Can there be overlap in k-means clusters?

Asked 29/3, 2020 at 11:15 Answered 1/4, 2020 at 0:16

I am unclear about why k-means clustering can have overlap in clusters. From Chen (2018) I saw the following definition:

"..let the observations be a sample set to be partitioned into K disjoint clusters"

However I see an overlap in my plots, and am not sure why this is the case.

For reference, I am trying to cluster a multi-dimensional dataset with three variables (Recency, Frequency, Revenue). To visualize clustering, I can project 3D data into 2D using PCA and run k-means on that. Below is the code and plot I get:

df1=tx_user[["Recency","Frequency","Revenue"]]
#standardize
names = df1.columns
# Create the Scaler object
scaler = preprocessing.StandardScaler()
# Fit your data on the scaler object
scaled_df1 = scaler.fit_transform(df1)
df1 = pd.DataFrame(scaled_df1, columns=names)
df1.head()
del scaled_df1

sklearn_pca = PCA(n_components = 2)
X1 = sklearn_pca.fit_transform(df1)
X1 = X1[:, ::-1] # flip axes for better plotting
kmeans = KMeans(3, random_state=0)
labels = kmeans.fit(X1).predict(X1)
plt.scatter(X1[:, 0], X1[:, 1], c=labels, s=40, cmap='viridis');

from sklearn.cluster import KMeans
from scipy.spatial.distance import cdist

def plot_kmeans(kmeans, X, n_clusters=4, rseed=0, ax=None):
    labels = kmeans.fit_predict(X)

    # plot the input data
    ax = ax or plt.gca()
    ax.axis('equal')
    #ax.set_ylim(-5000,7000)
    ax.scatter(X[:, 0], X[:, 1], c=labels, s=40, cmap='viridis', zorder=2)

    # plot the representation of the KMeans model
    centers = kmeans.cluster_centers_
    radii = [cdist(X[labels == i], [center]).max()
             for i, center in enumerate(centers)]
    for c, r in zip(centers, radii):
        ax.add_patch(plt.Circle(c, r, fc='#CCCCCC', lw=3, alpha=0.5, zorder=1))

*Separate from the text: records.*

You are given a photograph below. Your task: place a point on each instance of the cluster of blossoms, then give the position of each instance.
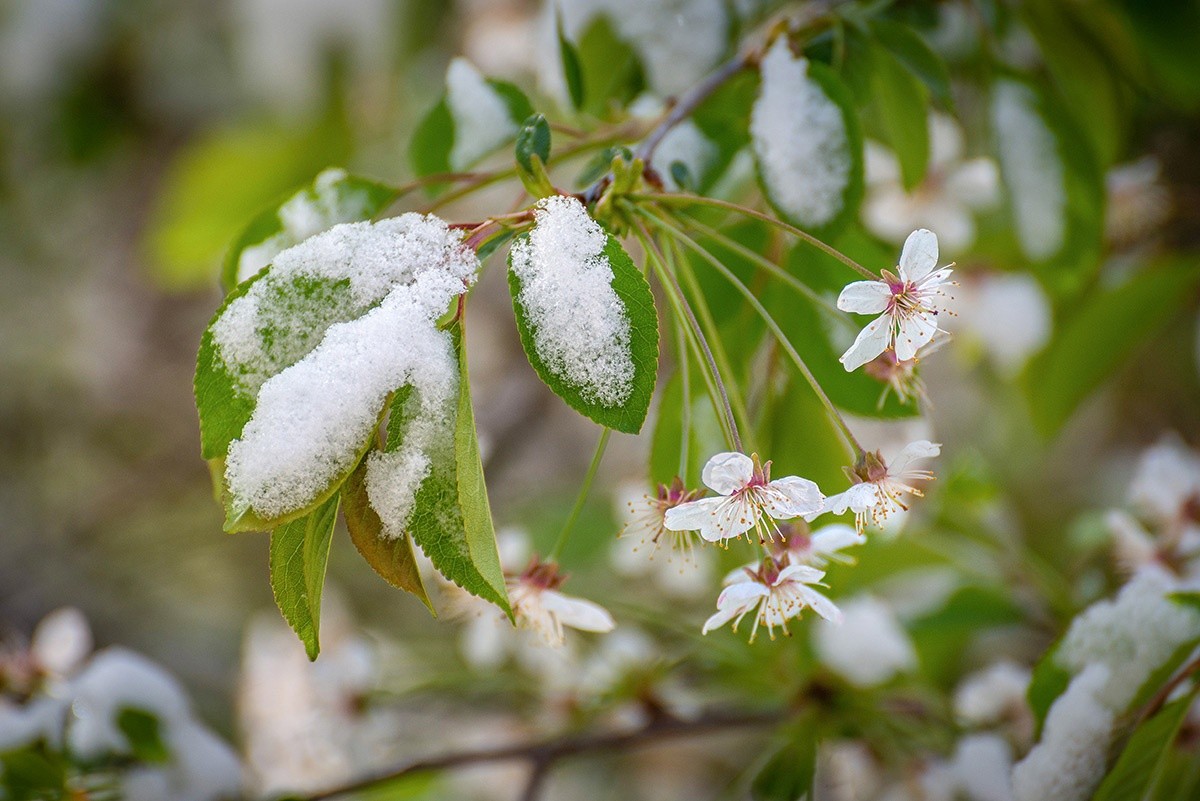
(774, 512)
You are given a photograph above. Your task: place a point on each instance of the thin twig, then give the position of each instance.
(547, 752)
(695, 199)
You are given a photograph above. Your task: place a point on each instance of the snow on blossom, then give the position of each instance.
(801, 139)
(580, 327)
(1069, 760)
(1032, 169)
(774, 594)
(322, 374)
(869, 646)
(1133, 634)
(647, 548)
(1007, 314)
(748, 500)
(882, 485)
(539, 606)
(907, 303)
(481, 119)
(953, 191)
(989, 696)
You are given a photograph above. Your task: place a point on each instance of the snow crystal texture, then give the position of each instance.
(801, 140)
(1032, 168)
(577, 321)
(323, 369)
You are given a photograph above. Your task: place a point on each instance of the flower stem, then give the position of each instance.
(766, 264)
(681, 302)
(564, 535)
(809, 239)
(834, 415)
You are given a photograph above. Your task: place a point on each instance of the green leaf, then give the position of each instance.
(533, 139)
(822, 82)
(223, 179)
(573, 71)
(903, 103)
(787, 775)
(429, 151)
(1099, 336)
(612, 72)
(143, 733)
(1084, 73)
(333, 198)
(637, 302)
(391, 559)
(1143, 759)
(299, 555)
(1049, 681)
(450, 518)
(913, 53)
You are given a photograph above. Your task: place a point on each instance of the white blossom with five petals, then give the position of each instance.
(774, 594)
(881, 486)
(907, 303)
(748, 500)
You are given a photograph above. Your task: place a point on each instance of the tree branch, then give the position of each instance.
(543, 754)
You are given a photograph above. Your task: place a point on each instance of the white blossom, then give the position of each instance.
(869, 648)
(907, 303)
(882, 486)
(748, 500)
(647, 548)
(774, 594)
(539, 606)
(953, 191)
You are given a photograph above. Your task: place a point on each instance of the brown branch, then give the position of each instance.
(543, 754)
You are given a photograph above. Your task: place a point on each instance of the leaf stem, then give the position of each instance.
(834, 415)
(809, 239)
(557, 550)
(682, 306)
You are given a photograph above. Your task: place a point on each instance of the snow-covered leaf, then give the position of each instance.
(295, 368)
(586, 315)
(334, 197)
(808, 142)
(1054, 185)
(474, 118)
(391, 559)
(299, 555)
(449, 515)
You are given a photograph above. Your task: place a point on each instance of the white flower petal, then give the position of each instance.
(916, 330)
(834, 537)
(864, 297)
(870, 343)
(727, 473)
(577, 613)
(919, 450)
(919, 254)
(792, 497)
(803, 573)
(857, 499)
(821, 604)
(691, 516)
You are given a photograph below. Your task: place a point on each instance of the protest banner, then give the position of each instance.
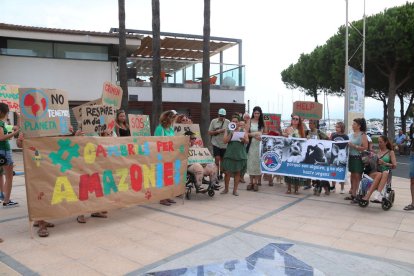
(69, 176)
(199, 155)
(180, 129)
(44, 112)
(272, 122)
(97, 118)
(111, 95)
(9, 94)
(308, 110)
(139, 125)
(77, 111)
(313, 159)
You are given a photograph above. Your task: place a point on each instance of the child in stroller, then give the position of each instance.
(378, 167)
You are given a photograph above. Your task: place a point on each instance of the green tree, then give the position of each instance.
(156, 66)
(205, 86)
(122, 55)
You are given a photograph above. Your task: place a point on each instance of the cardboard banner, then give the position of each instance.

kmeans = KMeans(n_clusters=4, random_state=0)
plot_kmeans(kmeans, X1)

My question is: 1. Why is there an overlap? Is my clustering wrong if there is? 2. How does k-means decide cluster assignment incase there is an overlap?

Thank you

Reference: Chen, L., Xu, Z., Wang, H., & Liu, S. (2018). An ordered clustering algorithm based on K-means and the PROMETHEE method. International Journal of Machine Learning and Cybernetics, 9(6), 917-926.

Elburr answered 29/3, 2020 at 11:15 Comment(2)

by definition of k-means algorithm clusters are disjoint – Syllabism 29/3, 2020 at 11:18

I see, I will update the question. Any idea why I am getting an overlap in my plots? – Elburr 29/3, 2020 at 11:20

K-means computes k clusters by average approximation. Each cluster is defined by their computed center and thus is unique by definition.

Sample assignment is made to cluster with closest distance from cluster center, also unique by definition. Thus in this sense there is NO OVERLAP.

However for given distance d>0 a sample may be within d-distance to more than one cluster center (it is possible). This is what you see when you say overlap. However still the sample is assigned to closest cluster not to all of them. So no overlap.

NOTE: In the case where a sample has exactly same closest distance to more than one cluster center any random assignment can be made between the closest clusters and this changes nothing important in the algorithm or results since clusters are re-computed after assignment.

Syllabism answered 29/3, 2020 at 11:27 Comment(0)

Kmeans algorithm is an iterative algorithm that tries to partition the dataset into K-pre-defined distinct non-overlapping subgroups (clusters) where each data point belongs to only one group. It tries to make the inter-cluster data points as similar as possible while also keeping the clusters as different (far) as possible. It assigns data points to a cluster such that the sum of the squared distance between the data points and the cluster’s centroid (arithmetic mean of all the data points that belong to that cluster) is at the minimum. The less variation we have within clusters, the more homogeneous (similar) the data points are within the same cluster.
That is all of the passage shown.